Universal Life Insurance
Insurance Glossary
A type of permanent life insurance that allows for flexible premium payments and adjustable death benefits. It also has a cash value component that can grow over time.
Universal life insurance is a type of permanent life insurance that offers greater flexibility compared to traditional whole life insurance. It allows policyholders to adjust their premium payments and death benefits within certain limits, and it also has a cash value component that can grow over time.
Key features
- Flexible Premiums: Policyholders can typically increase or decrease their premium payments, as long as there’s enough cash value to cover the policy’s expenses.
- Adjustable Death Benefit: The death benefit can often be increased or decreased, subject to certain restrictions and underwriting requirements.
- Cash Value: A portion of the premiums paid is allocated to a cash value account that earns interest.

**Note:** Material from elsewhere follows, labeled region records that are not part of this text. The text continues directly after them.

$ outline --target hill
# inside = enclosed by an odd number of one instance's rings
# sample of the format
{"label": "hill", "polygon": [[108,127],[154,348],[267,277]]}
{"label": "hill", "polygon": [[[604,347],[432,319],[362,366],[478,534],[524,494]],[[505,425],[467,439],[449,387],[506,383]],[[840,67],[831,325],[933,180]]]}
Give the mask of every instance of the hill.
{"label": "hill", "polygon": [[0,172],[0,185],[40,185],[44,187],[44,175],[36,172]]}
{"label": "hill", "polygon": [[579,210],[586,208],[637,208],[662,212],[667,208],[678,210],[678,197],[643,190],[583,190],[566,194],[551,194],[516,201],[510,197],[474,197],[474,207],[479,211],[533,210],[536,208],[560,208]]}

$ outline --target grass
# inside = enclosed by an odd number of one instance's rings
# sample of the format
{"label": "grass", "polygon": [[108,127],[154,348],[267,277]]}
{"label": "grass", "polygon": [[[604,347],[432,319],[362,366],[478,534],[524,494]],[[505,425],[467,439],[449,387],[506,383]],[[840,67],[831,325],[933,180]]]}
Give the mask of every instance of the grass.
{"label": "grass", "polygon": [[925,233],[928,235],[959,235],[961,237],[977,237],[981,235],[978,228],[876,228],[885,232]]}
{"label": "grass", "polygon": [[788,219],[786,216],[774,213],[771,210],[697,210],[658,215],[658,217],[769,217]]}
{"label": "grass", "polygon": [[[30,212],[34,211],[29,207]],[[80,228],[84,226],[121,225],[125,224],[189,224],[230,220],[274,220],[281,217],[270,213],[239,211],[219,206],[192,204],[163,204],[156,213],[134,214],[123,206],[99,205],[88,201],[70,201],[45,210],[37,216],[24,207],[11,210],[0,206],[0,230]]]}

The interest rate may be fixed or variable, depending on the policy.
- Transparency: Universal life policies provide more transparency than whole life policies, allowing policyholders to see how their premiums are allocated and how the cash value is growing.
Benefits
- Flexibility: Offers flexibility to adjust premiums and death benefits as needs and circumstances change.
- Cash Value Accumulation: Provides the potential for cash value growth, which can be accessed through loans or withdrawals.
- Tax Advantages: The cash value grows tax-deferred, and withdrawals up to the basis (premiums paid) are generally tax-free.
- Death Benefit Options: Offers different death benefit options, such as level death benefit or increasing death benefit.
Types of Universal Life Insurance
- Indexed Universal Life: The cash value growth is linked to the performance of a stock market index, such as the S&P 500.
- Variable Universal Life: Offers investment options for the cash value, allowing policyholders to potentially earn higher returns.
Considerations
- Complexity: Universal life policies can be more complex than term or whole life insurance.
- Interest Rate Risk: The interest rate credited to the cash value can fluctuate, affecting the policy’s performance.
- Policy Lapse: If the cash value is insufficient to cover the policy expenses, the policy may lapse.
Global Perspective
Universal life insurance is offered in many countries around the world, providing a flexible and versatile life insurance option for individuals seeking greater control over their coverage.
Example
A policyholder with a universal life insurance policy may choose to increase their premium payments to build cash value faster or decrease their payments during times of financial hardship. They can also adjust the death benefit to meet their changing needs.
Universal life insurance is a valuable tool for those seeking lifelong protection with the added flexibility of adjusting premiums and death benefits. It’s an important option to consider for individuals who want greater control over their life insurance coverage and the potential for cash value growth. However, it’s crucial to understand the complexities and potential risks before choosing a universal life policy.